At a launch of Labour’s local election campaign across the North West from Duke Street Park in Sefton, Metro Mayor Steve Rotheram said he was confident about Labour’s chances but national issues could make things “difficult in parts”. All seats in St Helens and Sefton are up for grabs while a third of seats in Knowsley and Halton will be contested.
Liverpool and Wirral are having no elections this year as their councillors were elected for four years in 2023. Voters will go to the polls in those areas in May 2027 while Mr Rotheram is up for re-election himself in 2028.
Asked whether elections over the next two years could be a crucial test ahead of his own bid for a fourth term, the Metro Mayor said: “People especially in areas like this, they know what’s happening.

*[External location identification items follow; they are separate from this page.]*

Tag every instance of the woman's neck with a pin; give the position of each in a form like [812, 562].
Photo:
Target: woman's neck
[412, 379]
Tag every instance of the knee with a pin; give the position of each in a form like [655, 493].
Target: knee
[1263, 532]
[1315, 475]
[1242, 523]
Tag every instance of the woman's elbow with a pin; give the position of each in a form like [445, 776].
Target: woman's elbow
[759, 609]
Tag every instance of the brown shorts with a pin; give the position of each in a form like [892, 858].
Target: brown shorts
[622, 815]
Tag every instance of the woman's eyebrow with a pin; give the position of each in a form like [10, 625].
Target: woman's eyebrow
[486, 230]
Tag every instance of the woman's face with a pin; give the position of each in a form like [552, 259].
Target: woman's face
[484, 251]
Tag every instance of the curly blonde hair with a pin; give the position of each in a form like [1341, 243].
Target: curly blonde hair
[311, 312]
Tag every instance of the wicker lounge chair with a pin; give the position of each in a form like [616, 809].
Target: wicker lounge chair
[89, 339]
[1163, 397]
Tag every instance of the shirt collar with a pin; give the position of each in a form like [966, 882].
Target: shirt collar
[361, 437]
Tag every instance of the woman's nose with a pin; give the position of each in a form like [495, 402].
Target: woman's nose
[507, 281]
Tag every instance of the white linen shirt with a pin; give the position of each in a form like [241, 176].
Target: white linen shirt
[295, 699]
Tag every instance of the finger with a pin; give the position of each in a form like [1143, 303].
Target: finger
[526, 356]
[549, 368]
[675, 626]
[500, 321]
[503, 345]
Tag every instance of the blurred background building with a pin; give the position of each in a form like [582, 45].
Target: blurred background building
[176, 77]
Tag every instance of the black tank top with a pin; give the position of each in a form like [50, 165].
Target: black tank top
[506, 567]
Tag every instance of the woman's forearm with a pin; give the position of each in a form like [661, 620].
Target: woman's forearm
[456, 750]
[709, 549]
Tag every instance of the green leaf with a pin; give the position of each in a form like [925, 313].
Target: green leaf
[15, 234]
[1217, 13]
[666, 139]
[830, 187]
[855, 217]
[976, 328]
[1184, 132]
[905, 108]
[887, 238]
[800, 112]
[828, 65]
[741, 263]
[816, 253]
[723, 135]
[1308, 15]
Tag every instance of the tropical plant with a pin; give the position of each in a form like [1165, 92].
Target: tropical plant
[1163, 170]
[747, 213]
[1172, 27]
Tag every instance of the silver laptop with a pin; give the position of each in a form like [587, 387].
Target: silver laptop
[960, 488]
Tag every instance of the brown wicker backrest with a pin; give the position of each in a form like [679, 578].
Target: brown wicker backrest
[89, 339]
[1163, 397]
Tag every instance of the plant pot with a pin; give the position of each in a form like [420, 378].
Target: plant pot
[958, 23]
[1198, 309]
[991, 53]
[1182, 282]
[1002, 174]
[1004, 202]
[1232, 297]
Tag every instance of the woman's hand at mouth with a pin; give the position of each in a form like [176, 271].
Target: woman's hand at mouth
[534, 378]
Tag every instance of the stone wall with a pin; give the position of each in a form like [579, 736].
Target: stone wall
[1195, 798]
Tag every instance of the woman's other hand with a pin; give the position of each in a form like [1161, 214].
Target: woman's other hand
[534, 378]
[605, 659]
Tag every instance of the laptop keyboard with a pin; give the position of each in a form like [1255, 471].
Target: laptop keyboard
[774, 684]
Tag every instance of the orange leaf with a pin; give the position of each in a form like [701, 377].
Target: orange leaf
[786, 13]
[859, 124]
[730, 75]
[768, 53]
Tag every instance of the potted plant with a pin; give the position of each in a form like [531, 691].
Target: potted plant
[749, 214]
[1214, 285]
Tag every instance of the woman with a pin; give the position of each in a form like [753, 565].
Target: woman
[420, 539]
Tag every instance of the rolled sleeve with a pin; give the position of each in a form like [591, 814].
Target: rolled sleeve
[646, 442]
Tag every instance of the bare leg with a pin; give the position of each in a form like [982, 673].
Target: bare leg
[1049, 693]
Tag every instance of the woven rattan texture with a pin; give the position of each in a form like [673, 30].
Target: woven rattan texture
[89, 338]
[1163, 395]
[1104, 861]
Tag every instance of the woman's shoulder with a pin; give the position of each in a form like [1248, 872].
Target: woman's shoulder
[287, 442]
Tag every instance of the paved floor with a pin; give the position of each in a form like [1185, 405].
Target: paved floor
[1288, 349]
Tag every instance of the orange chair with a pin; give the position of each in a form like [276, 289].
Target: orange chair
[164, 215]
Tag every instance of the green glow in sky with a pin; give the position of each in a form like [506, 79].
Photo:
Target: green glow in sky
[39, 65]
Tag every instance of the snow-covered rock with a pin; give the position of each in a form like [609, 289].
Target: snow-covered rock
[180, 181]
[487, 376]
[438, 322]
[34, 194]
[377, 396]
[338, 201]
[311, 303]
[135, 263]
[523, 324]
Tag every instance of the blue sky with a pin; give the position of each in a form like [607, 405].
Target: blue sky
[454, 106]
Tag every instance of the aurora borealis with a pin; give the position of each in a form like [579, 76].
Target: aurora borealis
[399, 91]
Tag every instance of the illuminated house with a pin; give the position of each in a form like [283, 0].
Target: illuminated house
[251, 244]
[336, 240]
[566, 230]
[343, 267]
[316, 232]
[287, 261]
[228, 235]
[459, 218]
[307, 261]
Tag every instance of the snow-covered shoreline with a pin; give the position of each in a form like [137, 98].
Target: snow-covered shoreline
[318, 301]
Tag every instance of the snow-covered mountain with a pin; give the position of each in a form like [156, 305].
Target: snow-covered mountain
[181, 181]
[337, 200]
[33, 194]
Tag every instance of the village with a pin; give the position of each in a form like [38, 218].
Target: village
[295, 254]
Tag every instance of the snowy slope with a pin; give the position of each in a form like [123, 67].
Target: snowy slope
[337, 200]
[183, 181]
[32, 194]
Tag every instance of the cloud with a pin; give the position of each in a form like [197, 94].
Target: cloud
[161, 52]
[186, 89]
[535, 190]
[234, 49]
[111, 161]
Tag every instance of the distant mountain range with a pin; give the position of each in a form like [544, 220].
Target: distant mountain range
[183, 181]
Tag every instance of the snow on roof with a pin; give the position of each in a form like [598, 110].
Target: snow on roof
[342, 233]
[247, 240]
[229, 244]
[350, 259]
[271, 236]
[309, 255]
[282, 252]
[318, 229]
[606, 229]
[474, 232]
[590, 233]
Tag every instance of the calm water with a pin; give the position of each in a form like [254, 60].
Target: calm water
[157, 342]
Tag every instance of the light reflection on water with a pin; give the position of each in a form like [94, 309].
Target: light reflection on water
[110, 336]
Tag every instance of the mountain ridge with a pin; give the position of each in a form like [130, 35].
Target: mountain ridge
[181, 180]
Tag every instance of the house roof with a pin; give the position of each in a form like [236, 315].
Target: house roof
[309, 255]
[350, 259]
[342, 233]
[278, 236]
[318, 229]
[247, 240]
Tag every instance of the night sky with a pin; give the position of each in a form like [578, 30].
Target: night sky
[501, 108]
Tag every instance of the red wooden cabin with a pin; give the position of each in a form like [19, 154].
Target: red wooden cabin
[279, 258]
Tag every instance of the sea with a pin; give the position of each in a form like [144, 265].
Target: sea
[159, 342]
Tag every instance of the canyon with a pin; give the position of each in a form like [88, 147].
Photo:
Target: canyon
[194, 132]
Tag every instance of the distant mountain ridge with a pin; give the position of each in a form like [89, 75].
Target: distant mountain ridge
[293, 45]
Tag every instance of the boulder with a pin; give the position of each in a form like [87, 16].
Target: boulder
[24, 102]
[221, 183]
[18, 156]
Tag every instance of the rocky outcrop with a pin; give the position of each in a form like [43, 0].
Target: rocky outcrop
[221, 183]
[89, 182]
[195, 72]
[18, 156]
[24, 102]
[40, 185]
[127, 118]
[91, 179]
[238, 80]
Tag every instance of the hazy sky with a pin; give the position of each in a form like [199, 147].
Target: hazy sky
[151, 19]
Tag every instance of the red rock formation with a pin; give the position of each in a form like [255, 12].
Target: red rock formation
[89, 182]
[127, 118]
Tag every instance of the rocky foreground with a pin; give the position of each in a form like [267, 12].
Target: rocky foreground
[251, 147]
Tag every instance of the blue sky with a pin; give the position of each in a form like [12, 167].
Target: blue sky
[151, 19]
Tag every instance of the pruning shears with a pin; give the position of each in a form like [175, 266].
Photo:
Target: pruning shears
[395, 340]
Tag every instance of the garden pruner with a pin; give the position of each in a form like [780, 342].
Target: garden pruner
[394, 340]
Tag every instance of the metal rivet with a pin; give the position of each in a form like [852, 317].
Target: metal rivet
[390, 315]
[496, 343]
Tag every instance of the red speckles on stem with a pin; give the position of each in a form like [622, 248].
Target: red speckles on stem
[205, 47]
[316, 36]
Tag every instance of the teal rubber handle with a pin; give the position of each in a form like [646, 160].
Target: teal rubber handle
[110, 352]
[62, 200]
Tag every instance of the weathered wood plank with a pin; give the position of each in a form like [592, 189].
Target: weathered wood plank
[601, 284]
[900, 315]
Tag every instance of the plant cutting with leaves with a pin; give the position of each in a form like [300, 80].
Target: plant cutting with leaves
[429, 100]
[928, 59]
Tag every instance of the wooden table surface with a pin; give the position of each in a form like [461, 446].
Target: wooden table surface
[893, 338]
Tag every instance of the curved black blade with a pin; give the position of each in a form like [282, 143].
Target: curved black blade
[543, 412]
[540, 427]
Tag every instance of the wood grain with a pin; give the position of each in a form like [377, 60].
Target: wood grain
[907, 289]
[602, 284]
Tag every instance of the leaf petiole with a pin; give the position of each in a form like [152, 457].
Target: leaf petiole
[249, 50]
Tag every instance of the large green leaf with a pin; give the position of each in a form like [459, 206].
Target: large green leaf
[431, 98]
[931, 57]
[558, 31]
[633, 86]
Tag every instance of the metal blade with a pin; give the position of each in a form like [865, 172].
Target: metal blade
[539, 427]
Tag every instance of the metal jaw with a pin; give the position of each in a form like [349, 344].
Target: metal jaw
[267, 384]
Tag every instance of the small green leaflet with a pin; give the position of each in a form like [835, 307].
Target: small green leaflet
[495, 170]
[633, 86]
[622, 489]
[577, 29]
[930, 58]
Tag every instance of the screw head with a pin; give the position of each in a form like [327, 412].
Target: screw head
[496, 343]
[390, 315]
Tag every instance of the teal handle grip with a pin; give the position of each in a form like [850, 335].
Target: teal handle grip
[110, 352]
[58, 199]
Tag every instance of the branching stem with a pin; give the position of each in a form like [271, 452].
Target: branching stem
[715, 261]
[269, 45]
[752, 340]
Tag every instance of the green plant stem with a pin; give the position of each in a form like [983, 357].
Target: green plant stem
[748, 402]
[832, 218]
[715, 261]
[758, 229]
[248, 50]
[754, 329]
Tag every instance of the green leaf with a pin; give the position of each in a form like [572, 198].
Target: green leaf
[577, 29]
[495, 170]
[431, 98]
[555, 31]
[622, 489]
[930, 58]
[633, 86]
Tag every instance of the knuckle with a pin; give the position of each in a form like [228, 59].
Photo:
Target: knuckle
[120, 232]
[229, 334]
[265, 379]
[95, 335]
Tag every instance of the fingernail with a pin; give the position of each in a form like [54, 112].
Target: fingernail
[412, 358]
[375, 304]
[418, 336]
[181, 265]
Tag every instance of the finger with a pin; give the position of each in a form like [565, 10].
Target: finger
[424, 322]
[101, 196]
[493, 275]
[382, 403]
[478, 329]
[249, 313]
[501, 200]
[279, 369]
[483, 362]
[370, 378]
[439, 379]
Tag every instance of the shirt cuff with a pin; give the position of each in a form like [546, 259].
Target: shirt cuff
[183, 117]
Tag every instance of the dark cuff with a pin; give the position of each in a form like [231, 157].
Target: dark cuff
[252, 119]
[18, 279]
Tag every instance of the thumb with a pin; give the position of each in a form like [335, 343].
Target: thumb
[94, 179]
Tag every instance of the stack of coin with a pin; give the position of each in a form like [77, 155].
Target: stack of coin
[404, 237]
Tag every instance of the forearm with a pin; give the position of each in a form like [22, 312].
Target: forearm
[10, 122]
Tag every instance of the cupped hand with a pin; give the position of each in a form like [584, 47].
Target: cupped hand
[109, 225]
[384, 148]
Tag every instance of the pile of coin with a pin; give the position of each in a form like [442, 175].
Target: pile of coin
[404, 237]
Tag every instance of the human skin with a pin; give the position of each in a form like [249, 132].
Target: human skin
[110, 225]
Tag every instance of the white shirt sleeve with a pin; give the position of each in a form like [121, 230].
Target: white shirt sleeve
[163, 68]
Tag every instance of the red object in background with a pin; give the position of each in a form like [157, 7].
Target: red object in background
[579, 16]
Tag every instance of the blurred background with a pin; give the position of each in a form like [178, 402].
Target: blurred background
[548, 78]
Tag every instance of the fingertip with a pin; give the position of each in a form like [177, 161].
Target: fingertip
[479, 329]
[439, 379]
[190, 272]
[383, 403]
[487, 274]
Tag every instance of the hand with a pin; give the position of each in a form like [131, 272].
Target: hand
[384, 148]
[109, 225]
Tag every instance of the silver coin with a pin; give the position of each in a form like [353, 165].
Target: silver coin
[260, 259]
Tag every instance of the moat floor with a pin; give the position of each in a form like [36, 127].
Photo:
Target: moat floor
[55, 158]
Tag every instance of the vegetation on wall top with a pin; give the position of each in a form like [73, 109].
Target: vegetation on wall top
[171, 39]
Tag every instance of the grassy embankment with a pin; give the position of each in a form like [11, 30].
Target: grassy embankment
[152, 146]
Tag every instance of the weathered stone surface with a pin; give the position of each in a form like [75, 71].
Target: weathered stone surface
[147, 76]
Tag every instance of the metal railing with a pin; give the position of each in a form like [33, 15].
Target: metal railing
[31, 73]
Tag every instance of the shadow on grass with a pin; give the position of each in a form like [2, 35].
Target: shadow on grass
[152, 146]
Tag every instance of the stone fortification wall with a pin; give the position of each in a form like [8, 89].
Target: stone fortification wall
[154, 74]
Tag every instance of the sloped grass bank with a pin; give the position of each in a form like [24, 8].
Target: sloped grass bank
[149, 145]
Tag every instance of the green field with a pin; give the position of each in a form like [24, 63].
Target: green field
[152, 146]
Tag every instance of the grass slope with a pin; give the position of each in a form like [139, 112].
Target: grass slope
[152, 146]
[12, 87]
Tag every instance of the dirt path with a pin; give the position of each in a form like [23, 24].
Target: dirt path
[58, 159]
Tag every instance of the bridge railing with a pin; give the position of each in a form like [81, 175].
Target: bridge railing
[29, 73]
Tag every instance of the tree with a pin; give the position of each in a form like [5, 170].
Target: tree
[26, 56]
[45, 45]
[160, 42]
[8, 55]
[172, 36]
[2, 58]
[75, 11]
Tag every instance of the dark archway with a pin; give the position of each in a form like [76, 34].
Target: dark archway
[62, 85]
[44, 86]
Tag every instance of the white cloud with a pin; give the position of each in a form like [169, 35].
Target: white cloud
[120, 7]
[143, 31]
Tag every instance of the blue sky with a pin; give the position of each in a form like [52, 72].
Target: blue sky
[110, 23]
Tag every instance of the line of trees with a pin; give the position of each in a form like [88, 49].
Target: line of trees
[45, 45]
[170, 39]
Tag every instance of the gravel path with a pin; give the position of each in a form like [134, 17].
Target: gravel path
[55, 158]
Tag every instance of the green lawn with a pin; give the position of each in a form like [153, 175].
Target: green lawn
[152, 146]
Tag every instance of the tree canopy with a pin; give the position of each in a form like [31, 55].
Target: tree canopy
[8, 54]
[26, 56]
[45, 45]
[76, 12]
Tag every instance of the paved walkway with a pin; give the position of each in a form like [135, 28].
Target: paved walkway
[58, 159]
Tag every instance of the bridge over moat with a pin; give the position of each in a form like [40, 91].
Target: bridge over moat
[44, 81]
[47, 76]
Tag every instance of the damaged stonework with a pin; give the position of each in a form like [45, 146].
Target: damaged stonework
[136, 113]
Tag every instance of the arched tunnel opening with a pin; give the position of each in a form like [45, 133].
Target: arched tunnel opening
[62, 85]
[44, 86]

“What we have got to do is explain to them some of the things potentially they didn’t realise are as a result of a Labour council and a Labour Metro Mayor. That is where we have got to get to at this moment in time.”
Mr Rotheram said people needed to keep voting Labour or they risked putting regional progress at risk, telling the ECHO: “If it’s about local and regional, it’s really easy on the doorstep.
“We tell them we have actually delivered on their behalf. Not about what we might do in the future, not if we had a magic wand and all the things that we would promise them which we would never deliver from another party.
“We can tell them what we have done on public transport and we see that every day. They see the brand new trains which are the most accessible in the country. Half a billion pounds on them.
“They see the buses being taken back over. They see the new ferry, which is replacing the Royal Iris in the Mersey, that we are building. They see that there’s more jobs for their kids and grandkids.”
He added: “If it was a referendum on what’s happening nationally, that’s going to be difficult in parts. There’s some great stuff that the national government is doing. If it’s what’s happening regionally, that I think we have got a good story to tell.”
Sefton council’s leader Cllr Marion Atkinson said: “Don’t take a risk. We are doing some fantastic things in Sefton. We have got a children’s service that is good, we have got an adult social care service that is good.
“We have been shortlisted for the most improved council on a national level. We have got 1,000 affordable homes we are going to be building by 2030.”
She added: “Look, the point is we want to keep going with our clean, green streets. We are taking thousands and thousands of bin bags off the streets as we speak so it’s really important that people vote Labour three times in this election because a lot is at risk.
“We don’t want division in Sefton. We want to keep our community together.”
Asked whether the party faced an uphill battle given national polling currently shows Labour in joint-third, she said: “We are fighting this election on local issues. We have got a really good story to tell in Sefton so we won’t be distracted which is what Reform, the Greens, and the other parties want us to be.”